The company created Irish subsidiaries and attributed billions of dollars of profits made outside the US to them. It then avoided paying large amounts of taxes in the country by making it appear that the subsidiaries were being operated from California. In the US, such a scheme works, because the government allows taxes on income produced by multinational corporations' foreign units to be deferred indefinitely.
In 2013, however, Apple faced inquiries from a US Senate committee that lambasted the company for exploiting a system that saved it billions of dollars in taxes. A year later, the European Union investigated Apple's activities in Ireland and ordered the company to pay $14.5 billion in back taxes. That's the same year Apple first emailed Appleby asking about possible alternative arrangements.
Based on the documents leaked as part of Paradise Papers, Apple asked the Bermuda-based law firm what different offshore jurisdictions, including the British Virgin Islands, Bermuda, the Cayman Islands, Mauritius, the Isle of Man, Jersey and Guernsey, have to offer. When Ireland changed its tax laws in 2015, it gave companies operating out of the country the right to continue with their arrangements until December 2020. That gave Apple enough time to begin processing the change in residency of its two biggest Irish subsidiaries to Jersey, which eliminated corporate taxes (sans some exceptions) in 2008, with Appleby's help.
Why is this such a big deal? Well, Apple said 70 percent of its profits come from outside the US, yet its foreign tax rates typically fall between two to five percent only. In the US, it would have paid a 35 percent tax rate on those profits.
Republican senator John McCain once said:
"Apple claims to be the largest US corporate taxpayer, but by sheer size and scale it is also among America's largest tax avoiders... [It] should not be shifting its profits overseas to avoid the payment of US tax, purposefully depriving the American people of revenue."
Apple, however, defended its practices and its decision, insisting that the move "did not reduce [its] tax payments in any country." It said it decided to hold overseas cash in Jersey, "specifically to ensure that tax obligations and payments to the US were not reduced." Apple explained that it "paid billions of dollars in US tax" to establish its Jersey subsidiary, and that it gets no tax benefit from the change. The company also boasted that it's the biggest taxpayer in the world, and its "worldwide effective tax rate is 24.6 percent, higher than average for US multinationals."
The tech giant also promised to comply with any change in the tax system for multinational corporations in the US in case the administration's tax reform plan goes through. The current proposal suggests cutting multinational companies' taxes to 20 percent from 35 percent, though it will also impose minimum taxes on all foreign earnings and will no longer defer taxes earned by businesses' foreign divisions.
Part of Cupertino's statement reads:
"The debate over Apple's taxes is not about how much we owe but where we owe it. As the largest taxpayer in the world we've paid over $35 billion in corporate income taxes over the past three years, plus billions of dollars more in property tax, payroll tax, sales tax and VAT. We believe every company has a responsibility to pay the taxes they owe and we're proud of the economic contributions we make to the countries and communities where we do business.
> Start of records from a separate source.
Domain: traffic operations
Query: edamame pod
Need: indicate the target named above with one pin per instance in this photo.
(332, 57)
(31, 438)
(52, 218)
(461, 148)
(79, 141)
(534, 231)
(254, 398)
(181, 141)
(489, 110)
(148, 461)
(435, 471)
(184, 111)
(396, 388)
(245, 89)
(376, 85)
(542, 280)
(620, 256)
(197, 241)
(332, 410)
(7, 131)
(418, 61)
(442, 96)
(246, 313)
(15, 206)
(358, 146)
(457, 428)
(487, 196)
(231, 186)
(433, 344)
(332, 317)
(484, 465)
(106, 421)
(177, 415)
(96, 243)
Under the current international tax system, profits are taxed based on where the value is created. The taxes Apple pays to countries around the world are based on that principle. The vast majority of the value in our products is indisputably created in the United States -- where we do our design, development, engineering work and much more -- so the majority of our taxes are owed to the US.
When Ireland changed its tax laws in 2015, we complied by changing the residency of our Irish subsidiaries and we informed Ireland, the European Commission and the United States. The changes we made did not reduce our tax payments in any country. In fact, our payments to Ireland increased significantly and over the last three years we've paid $1.5 billion in tax there -- 7 percent of all corporate income taxes paid in that country. Our changes also ensured that our tax obligation to the United States was not reduced.
We understand that some would like to change the tax system so multinationals' taxes are spread differently across the countries where they operate, and we know that reasonable people can have different views about how this should work in the future. At Apple we follow the laws, and if the system changes we will comply. We strongly support efforts from the global community toward comprehensive international tax reform and a far simpler system, and we will continue to advocate for that."